Нессельрод смотрел на него, подняв брови, ожидал признательности. Наконец-то он раскусил его. Курьер знал себе цену и требовал надбавки. Нессельрод не был жаден. Свойственник Паскевича – это нужно было принять во внимание. Он знал к тому же персидский язык и нравы, Нессельрод же путал Аракc с Арпачаем.
Все трое сидели и улыбались.
Начал Нессельрод.
– Дорогой господин Грибоедов, вы отдохнули у нас, у вас превосходный вид, – сказал он. – О да, вам было от чего отдохнуть, не правда ли?
(Они сами набивали цену!)
– И вот мы с m-r Родофиникин всё думаем, всё думаем, – сказал старший, – о достойном месте для вас. Признаюсь, мы его пока не находим.

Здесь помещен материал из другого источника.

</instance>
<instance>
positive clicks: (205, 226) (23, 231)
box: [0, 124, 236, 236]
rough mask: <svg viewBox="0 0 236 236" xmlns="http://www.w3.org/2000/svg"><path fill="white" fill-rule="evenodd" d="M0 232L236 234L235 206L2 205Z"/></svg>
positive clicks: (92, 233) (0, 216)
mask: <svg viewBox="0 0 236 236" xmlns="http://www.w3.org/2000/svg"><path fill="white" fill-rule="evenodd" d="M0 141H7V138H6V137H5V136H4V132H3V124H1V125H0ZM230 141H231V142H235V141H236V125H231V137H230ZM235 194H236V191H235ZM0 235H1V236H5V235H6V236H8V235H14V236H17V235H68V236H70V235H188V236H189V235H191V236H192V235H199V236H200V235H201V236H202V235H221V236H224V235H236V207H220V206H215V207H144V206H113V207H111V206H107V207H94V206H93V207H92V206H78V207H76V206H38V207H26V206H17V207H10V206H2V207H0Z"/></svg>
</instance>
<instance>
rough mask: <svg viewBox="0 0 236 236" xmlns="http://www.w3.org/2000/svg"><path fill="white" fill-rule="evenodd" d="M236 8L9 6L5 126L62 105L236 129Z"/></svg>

(И очень хорошо, что не находите.)
– Что́ мое место, дорогой граф!.. Я и так облагодетельствован свыше меры. Не место прельщает меня, меня тревожит, как и вас, вопрос о нашей будущности. Не о себе я хочу говорить, но о Востоке.
Грибоедов вынул свой проект. Синий сверток ударил в глаза дипломатов.
Атака началась. Дипломаты притихли. Сверток внушал им уважение.
Туркманчайский трактат – меморандум, Бухарестский трактат[152] – сверток – Нессельрод определил на глаз: сверток был вроде меморандума с приложениями. Он сделал знак читать и ушел в кресла. Рыбка ушла в глубину.
Грибоедов говорил тихо, любезно и внятно. Он смотрел то на Нессельрода, то на грека.